L'indagine del network EIC
Cosa sono i “Predator files”, l’inchiesta che imbarazza Macron: così la Francia vende virus-spia ai regimi
Esteri - di Carmine Di Niro

L’inchiesta si chiama “Predator files” e a Parigi sta provocando non pochi imbarazzi all’Eliseo. Perché l’indagine condotta da Mediapart, Der Spiegel, Domani, realizzata insieme al network EIC (European Investigatives Collaborations) e con l’assistenza tecnica del Security Lab di Amnesty International, mette sotto accusa la Francia di Emmanuel Macron.
Secondo i documenti ottenuti dai vari quotidiani la Francia vende i suoi sistemi-spia Predator ad una serie di Paesi guidati da feroci dittature, a partire dall’Egitto di Abdel Fattah al-Sisi.
Il Predator è prodotto dalla francese Nexa e dall’israeliana Intellexa, una partnership nata nel 2007, quando l’allora Amesyp sviluppa il software Eagle per il dittatore libico Muammar Gheddafi.
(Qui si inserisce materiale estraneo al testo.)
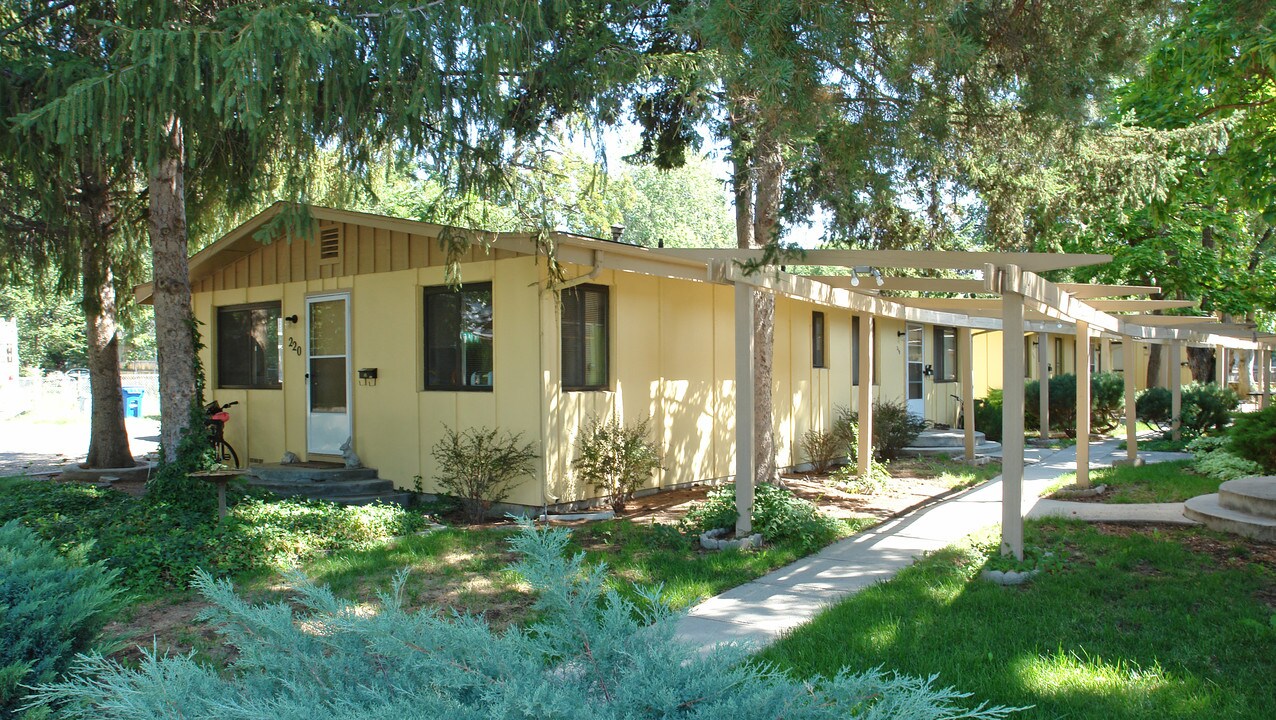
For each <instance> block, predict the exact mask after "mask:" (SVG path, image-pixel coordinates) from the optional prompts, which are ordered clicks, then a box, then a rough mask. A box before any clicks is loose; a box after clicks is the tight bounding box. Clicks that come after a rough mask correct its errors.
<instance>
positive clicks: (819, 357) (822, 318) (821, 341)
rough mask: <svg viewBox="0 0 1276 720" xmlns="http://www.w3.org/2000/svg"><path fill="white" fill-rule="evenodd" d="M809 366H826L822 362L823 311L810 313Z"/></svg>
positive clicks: (813, 311)
mask: <svg viewBox="0 0 1276 720" xmlns="http://www.w3.org/2000/svg"><path fill="white" fill-rule="evenodd" d="M810 366H812V368H827V366H828V365H826V364H824V313H820V311H819V310H813V311H812V314H810Z"/></svg>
Quel “prodotto” serve a monitorare Internet e grazie a Nicolas Sarkozy, ex presidente francese, arriva anche in Kazakistan e in Qatar. Quando si scopre della vendita alla Libia, dopo la morte di Gheddafi, Nexa compra il software e lo rinomina Cerebro. Un ruolo chiave nella vicenda, scrivono i quotidiani che hanno fatto esplodere il caso, ce l’ha anche il discusso ex collaboratore di Macron Alexandre Benalla, ex responsabile della sicurezza all’Eliseo incriminato per aver illecitamente fermato e aggredito dei manifestanti durante le violenze del primo maggio 2018, durante le manifestazioni per la Festa del Lavoro.
🚨🧵NEW: The #PredatorFiles investigation by @EICnetwork, with @AmnestyTech’s technical support gives shocking insights on the ubiquitous nature of the surveillance industry, its sales & ineffectiveness of EU regulation in controlling ithttps://t.co/sjkNVQU5gk
— Amnesty Tech (@AmnestyTech) October 5, 2023
Benalla avrebbe fatto da collegamento tra francesi e sauditi, riuscendo così a far comprare il prodotto anche dall’Arabia Saudita: una mossa riuscita grazie ad una azienda affiliata a Dubai, da dove far passare le vendite e aggirare così le regole.
Se l’Unione Europa per ora ha mostrato una certa “sonnolenza” sulla questione, di diverso avviso sono stati gli Stati Uniti: il software-spia ha spinto Washington a mettere nella sua “black list” Intellexa con l’accusa di aver intrapreso attività contrarie all’interesse nazionale e alla politica estera Usa.
Oltre all’Egitto, dove Predator sarebbe stato utilizzato anche per spiare un candidato alle elezioni presidenziali, il software sviluppato da Nexa e Intellexa secondo un rapporto di Amnesty è usato anche in Sudan, Madagascar, Mongolia, Kazakistan, Indonesia, Vietnam e Angola. Prodotti venduti anche al regime del militare libico Haftar, appoggiato pure dai russi.
Inchiesta che, come sottolinea Amnesty, “fornisce spunti scioccanti sulla natura onnipresente del settore della sorveglianza, sulle sue vendite e sull’inefficacia della regolamentazione europea nel controllarlo”.
Anche perché la stessa Intellexa afferma di essere una “società regolamentata e con sede nell’Ue”, il che “costituisce un’accusa schiacciante contro il modo in cui i Paesi e le istituzioni dell’Unione europea non sono riusciti a regolamentare la portata in continua espansione dei prodotti di sorveglianza”, denuncia Amnesty.